A serious competitor

2 mins read

While DeepSeek may have dominated media coverage of late, its success demonstrates that China is now a serious contender in the global AI ‘arms race’.

Credit: Julien Eichinger - adobe.stock.com

Last month DeepSeek, the Chinese artificial intelligence company, suddenly achieved world-wide fame with the launch of its open source R1 model, a significantly cheaper rival to the models available from Meta and OpenAI.

The impact was immediate with hundreds of millions of dollars wiped off the value of US tech stocks and Nvidia took a massive hit as a growing number of technology companies began to wonder whether they needed as many of its tools. This Chinese company appeared to have achieved comparable results to its rivals despite spending far less in terms of money and computing resources.

The massive investment being made into AI – and US tech companies had only recently pledged to spend billions of dollars more on investment into the sector – had been predicated on the idea that AI ‘hyperscalers’ would need huge amounts of computing power to train AI models. DeepSeek’s ‘success’ would suggest that this may no longer be the case.

For many this is good news. Advanced AI capabilities might now be achievable without the need for massive amounts of computational power, microchips and energy that had previously been thought.

Yet, within hours of its launch questions started to be asked of the model. OpenAI claimed that it had evidence that DeepSeek had used the American company’s AI model to train its chatbot, with Sam Altman suggesting that ‘distillation’ - which would violate OpenAI’s terms of service - had taken place.
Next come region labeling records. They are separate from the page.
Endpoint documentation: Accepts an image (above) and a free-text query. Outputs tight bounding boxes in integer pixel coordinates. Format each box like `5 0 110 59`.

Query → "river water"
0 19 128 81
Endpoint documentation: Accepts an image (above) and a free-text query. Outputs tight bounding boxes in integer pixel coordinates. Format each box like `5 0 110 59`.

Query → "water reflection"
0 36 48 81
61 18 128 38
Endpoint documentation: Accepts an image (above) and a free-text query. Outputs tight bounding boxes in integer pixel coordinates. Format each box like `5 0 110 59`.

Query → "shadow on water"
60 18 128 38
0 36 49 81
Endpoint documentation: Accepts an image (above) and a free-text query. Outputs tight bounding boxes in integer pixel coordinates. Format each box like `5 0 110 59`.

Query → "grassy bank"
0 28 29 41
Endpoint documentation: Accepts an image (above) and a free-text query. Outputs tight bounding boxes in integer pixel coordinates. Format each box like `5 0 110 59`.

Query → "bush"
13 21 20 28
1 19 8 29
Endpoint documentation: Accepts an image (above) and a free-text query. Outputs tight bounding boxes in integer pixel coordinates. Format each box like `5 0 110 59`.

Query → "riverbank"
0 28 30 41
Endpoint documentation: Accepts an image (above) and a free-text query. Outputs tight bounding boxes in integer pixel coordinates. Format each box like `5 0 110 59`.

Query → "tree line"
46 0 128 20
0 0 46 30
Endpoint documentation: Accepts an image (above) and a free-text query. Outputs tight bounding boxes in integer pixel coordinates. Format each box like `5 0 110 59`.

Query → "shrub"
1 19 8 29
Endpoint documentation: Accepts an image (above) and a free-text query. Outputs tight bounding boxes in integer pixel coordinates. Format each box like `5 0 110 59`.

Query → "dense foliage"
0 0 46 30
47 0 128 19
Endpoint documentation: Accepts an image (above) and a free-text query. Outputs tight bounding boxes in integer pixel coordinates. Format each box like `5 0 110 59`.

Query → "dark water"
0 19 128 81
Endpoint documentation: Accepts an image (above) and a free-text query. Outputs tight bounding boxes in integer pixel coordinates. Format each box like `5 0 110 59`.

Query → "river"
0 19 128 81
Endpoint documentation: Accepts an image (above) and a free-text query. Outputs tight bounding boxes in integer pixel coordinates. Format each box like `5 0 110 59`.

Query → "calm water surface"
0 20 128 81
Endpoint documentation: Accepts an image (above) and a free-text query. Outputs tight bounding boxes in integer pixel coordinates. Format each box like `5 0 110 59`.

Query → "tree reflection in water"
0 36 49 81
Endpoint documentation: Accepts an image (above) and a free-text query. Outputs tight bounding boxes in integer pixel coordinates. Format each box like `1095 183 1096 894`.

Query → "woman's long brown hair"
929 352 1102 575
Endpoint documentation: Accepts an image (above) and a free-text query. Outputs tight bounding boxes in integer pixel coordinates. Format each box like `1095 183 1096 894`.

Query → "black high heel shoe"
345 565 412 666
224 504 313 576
Distillation is where one AI model asks repeated questions of another to train itself on how to respond.

Questions were also asked as to whether the claim that the company had spent just a few million dollars creating the RI was accurate, with some suggesting the true figure could be billions.

But probably of more significance is that a new front in the technological struggles between the US and China seems to have opened up as a result of DeepSeek’s AI breakthrough.

Commentators have argued that it shows that the US’s use of tariffs to restrain the technological rise of China is no longer viable. Chinese computer scientists have long had to take a more low-cost approach to development due to US trade restrictions on computer chips and DeepSeek’s announcement has made it clear that innovation can outmanoeuvre trade restrictions.

Tariffs may no longer be effective at curbing Chinese progress, yet while that strategy could be losing its edge the Trump administration is said to be looking at imposing further restrictions.

Whatever the decision the announcement by DeepSeek shows that China is now firmly establishing itself as a serious competitor to the US.